Stone, an engineer and president of a local engineering firm, said voters should send him back to the General Assembly because of his experience and to ensure they have representation with the Republican majority.
“We need to continue to have folks like me in the legislature, to bring some certain niche expertise as well as business acumen,” said Stone. “We need people from Charlotte who are in the majority and are well with the rest of the state.”
Stone and Harris present voters with a sharply different choice on many key issues. Harris favors expanding Medicaid in North Carolina to cover uninsured individuals, while Stone questions how much that would cost and how the state could pay for it.
When discussing traffic in south Charlotte, Stone says additional interchanges and lanes on I-485, including a toll lane, will help people get around. Harris favors the state funding more transit to give people an alternative to driving, and says it’s not possible to “pave our way out” of congestion.
On teacher pay, both candidates say the state should raise educators’ wages. But they disagree about who is to blame for the state’s low ranking — 37th in the nation for average teacher pay, according to the latest National Education Association figures.
“Yes, we’re still too low, but we’ve made good progress,” said Stone, pointing to figures showing five straight years of raises that have pushed average teacher pay above $50,000. Despite the increase, teachers staged a mass protest in Raleigh this spring, calling for higher pay and more respect.
“It was very frustrating when the teachers came to protest in Raleigh,” said Stone. “Not a single teacher from my district called or wanted to meet.
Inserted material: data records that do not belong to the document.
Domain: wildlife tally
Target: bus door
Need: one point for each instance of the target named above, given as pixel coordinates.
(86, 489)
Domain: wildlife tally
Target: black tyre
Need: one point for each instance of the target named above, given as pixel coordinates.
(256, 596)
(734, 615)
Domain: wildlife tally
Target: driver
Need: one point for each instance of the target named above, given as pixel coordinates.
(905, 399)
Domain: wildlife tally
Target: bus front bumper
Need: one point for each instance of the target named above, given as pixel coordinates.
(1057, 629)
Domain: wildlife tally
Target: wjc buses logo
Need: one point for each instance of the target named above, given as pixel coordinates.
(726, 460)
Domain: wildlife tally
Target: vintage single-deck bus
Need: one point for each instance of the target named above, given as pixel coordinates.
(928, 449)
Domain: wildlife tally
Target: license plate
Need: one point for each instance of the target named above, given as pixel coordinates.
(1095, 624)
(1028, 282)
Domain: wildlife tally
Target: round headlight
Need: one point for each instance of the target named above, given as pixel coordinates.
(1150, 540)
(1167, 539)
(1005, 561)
We had heard a couple that were in town for the protest, and they didn’t come to see me, they just wanted to march.”
Harris said regardless of pay increases, North Carolina can’t attract or retain the best teachers if it lags so many other states.
“It’s all relative,” said Harris. “It puts our teachers and our students at a disadvantage.”
Stone points to tax cuts enacted by Republicans that have helped push North Carolina to be Forbes’ No. 1-ranked state for business climate. That’s helped the state lure new companies and fostered growth, he said.
“Lower taxes have made us more competitive,” he said. “We’d like to give citizens their money back, if we can.”
Harris says those tax cuts have weakened the state’s ability to invest more in education, healthcare and infrastructure, and that rates shouldn’t be cut further.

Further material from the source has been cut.